# Code by TCE team at Qur'an QA 2023 shared task A

# Installation

I use [rclone](https://rclone.org/) to access my drive without asking for permission everytime.
The code accesses a file called colab4 which has my drive access token, you may replicate this on your side or just ignore this altogether and download files manually.  

In [None]:
!lscpu
!nvidia-smi
!free -g

In [None]:
!curl https://rclone.org/install.sh | bash 2> null 1>null

In [None]:
import os
os.environ["TOKENIZERS_PARALLELISM"] = "false"
os.environ["WANDB_DISABLED"] = "true"

In [None]:
!rclone

## Clone repo and prepare the datasets

In [None]:
repo_url = f"https://github.com/mohammed-elkomy/TCE-QQA2023-TASK-A"
!git clone $repo_url
%cd TCE-QQA2023-TASK-A
!pip install -r requirements.txt
!pip install --no-deps python-terrier==0.7.1

### Download and create datasets

In [None]:
!git pull


!python data_scripts/download_datasets.py > null 2> null
!python data_scripts/generate/generate_tydi_qa_pretraining_pairs.py > null 2> null
!python data_scripts/generate/merge_train_dev.py > null 2> null
!python data_scripts/generate/generate_tafseer_data.py > null 2> null

In [None]:
!md5sum data/* | sort -k 2

##### Download pretrained models
Download those files from drive or huggingface

**tydi-pairs ➡ trained only tydi-qa passage-question pairs**
1. araelectra-base-discriminator-tydi-pairs
2. bert-base-arabertv02-tydi-pairs
3. bert-base-arabic-camelbert-ca-tydi-pairs

**tydi-tafseer ➡ trained only tydi-qa passage-question pairs then tafseer pairs**
4. bert-base-arabertv02-tydi-tafseer-pairs
5. bert-base-arabic-camelbert-ca-tydi-tafseer-pairs
6. araelectra-base-discriminator-tydi-tafseer-pairs

**tafseer-pairs ➡ trained only tafseer pairs**
7. bert-base-arabic-camelbert-ca-tafseer-pairs
8. bert-base-arabertv02-tafseer-pairs
9. araelectra-base-discriminator-tafseer-pairs

In [None]:
# make sure to make a copy for the nested DRhard repo
!cp -r "bi-bert-base-arabertv02-tafseer" "biencoder/DRhard/bi-bert-base-arabertv02-tafseer"

Make sure to use colab for this notebook in order to see the interactive form of experiments.

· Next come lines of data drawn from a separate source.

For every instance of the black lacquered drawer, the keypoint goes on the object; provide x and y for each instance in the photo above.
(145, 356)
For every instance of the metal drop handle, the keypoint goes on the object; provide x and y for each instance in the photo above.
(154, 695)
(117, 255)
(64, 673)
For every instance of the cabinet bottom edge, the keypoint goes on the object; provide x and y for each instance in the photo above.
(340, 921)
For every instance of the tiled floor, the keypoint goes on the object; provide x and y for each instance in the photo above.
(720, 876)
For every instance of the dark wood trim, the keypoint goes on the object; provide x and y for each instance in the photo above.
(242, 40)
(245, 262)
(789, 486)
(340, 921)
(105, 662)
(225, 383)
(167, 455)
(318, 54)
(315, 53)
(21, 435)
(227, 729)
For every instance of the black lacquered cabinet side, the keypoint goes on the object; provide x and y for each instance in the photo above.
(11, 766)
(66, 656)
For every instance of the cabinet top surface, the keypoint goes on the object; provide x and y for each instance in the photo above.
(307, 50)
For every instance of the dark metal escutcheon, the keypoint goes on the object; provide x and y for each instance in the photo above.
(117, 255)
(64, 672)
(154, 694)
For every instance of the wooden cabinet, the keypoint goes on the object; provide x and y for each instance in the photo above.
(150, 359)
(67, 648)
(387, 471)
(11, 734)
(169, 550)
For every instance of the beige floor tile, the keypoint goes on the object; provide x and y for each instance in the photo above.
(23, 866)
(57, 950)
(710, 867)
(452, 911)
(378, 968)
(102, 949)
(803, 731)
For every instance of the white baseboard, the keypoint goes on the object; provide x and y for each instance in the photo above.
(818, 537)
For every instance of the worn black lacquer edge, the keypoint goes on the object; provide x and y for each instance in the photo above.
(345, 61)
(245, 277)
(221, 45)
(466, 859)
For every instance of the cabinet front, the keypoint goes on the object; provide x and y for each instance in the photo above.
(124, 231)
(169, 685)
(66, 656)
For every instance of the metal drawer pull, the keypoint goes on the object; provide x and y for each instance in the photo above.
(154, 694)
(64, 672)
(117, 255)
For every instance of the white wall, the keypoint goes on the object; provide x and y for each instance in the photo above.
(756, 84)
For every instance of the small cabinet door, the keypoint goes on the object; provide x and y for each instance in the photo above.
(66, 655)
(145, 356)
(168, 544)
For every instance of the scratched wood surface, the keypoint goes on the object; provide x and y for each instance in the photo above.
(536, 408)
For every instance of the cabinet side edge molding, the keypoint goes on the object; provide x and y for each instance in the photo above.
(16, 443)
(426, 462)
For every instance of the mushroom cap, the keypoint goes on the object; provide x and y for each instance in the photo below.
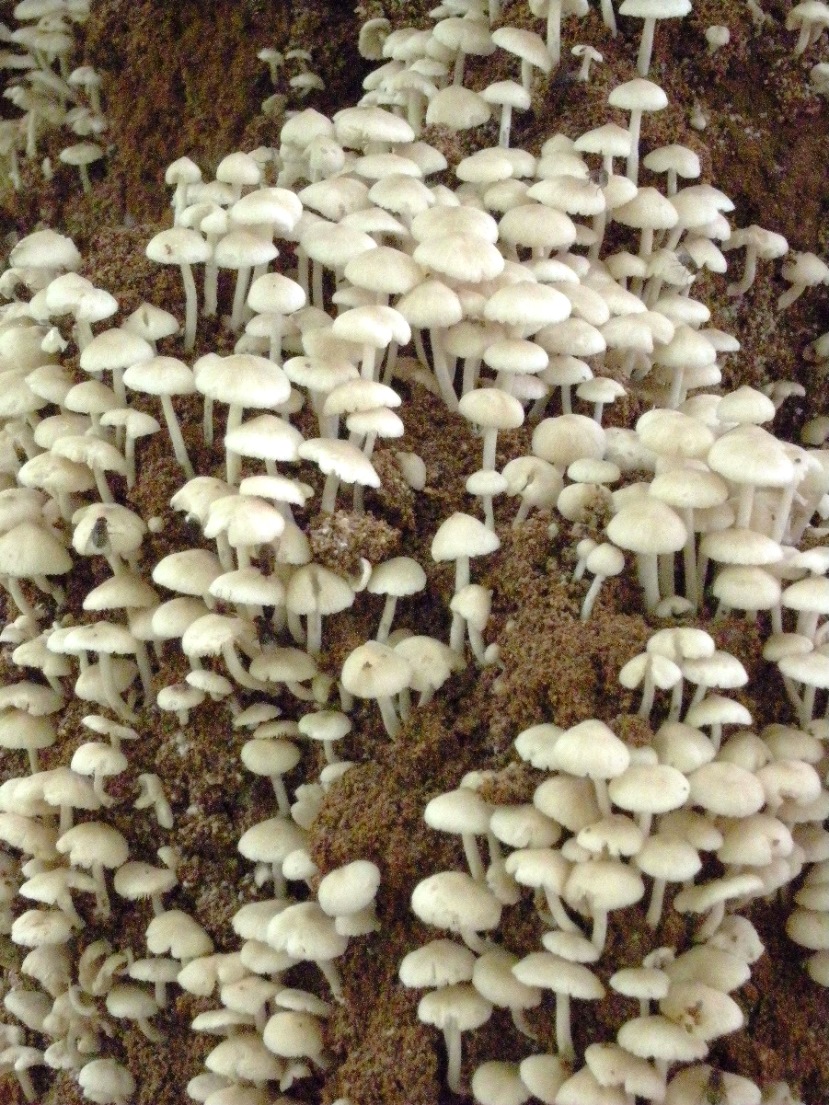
(453, 900)
(437, 964)
(374, 670)
(461, 535)
(593, 749)
(548, 971)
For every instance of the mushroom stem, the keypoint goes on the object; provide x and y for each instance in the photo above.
(191, 307)
(654, 909)
(564, 1037)
(178, 442)
(452, 1040)
(389, 715)
(102, 898)
(646, 46)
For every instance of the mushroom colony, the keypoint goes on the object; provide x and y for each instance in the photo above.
(415, 642)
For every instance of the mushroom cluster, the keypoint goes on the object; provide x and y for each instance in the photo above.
(326, 282)
(706, 823)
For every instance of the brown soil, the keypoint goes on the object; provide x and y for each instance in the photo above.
(184, 79)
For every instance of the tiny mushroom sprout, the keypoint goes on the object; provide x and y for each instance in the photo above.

* We have different models to choose from the list below.
* Set the number of models to train, we train 10 models to get average performance.

* choose the experiment mode
    1.  QQA23_TaskA_qrcd_v1.2 | QQA  ➡ normal training with official training data and validation with official validation data.  
    2.  QQA23_TaskA_qrcd_v1.2_merged | QQA-merged ➡ combining training and validation for training and perform inference using hidden split (done for testing phase).
    3. pretraining can be made either by "tafseer" or "TYDI" pairs.

---

**Once the training is made you will find a dump file saved!**

something like: araelectra-base-discriminator-tafseer-pairs-fine-tuned-1e-06-5254-train.zip
This is a araelectra-base-discriminator-tafseer-pairs fine-tuned model with:
1. learning rate of 1e-06.
2. A random starting seed of 5254.
4. train.zip means training data is used

This dump file contains models prediction for the given eval or test data.


## Cross Encoder

A cross encoder is a bert-based model that predicts a relevance score for a pair of sentences (late-interaction)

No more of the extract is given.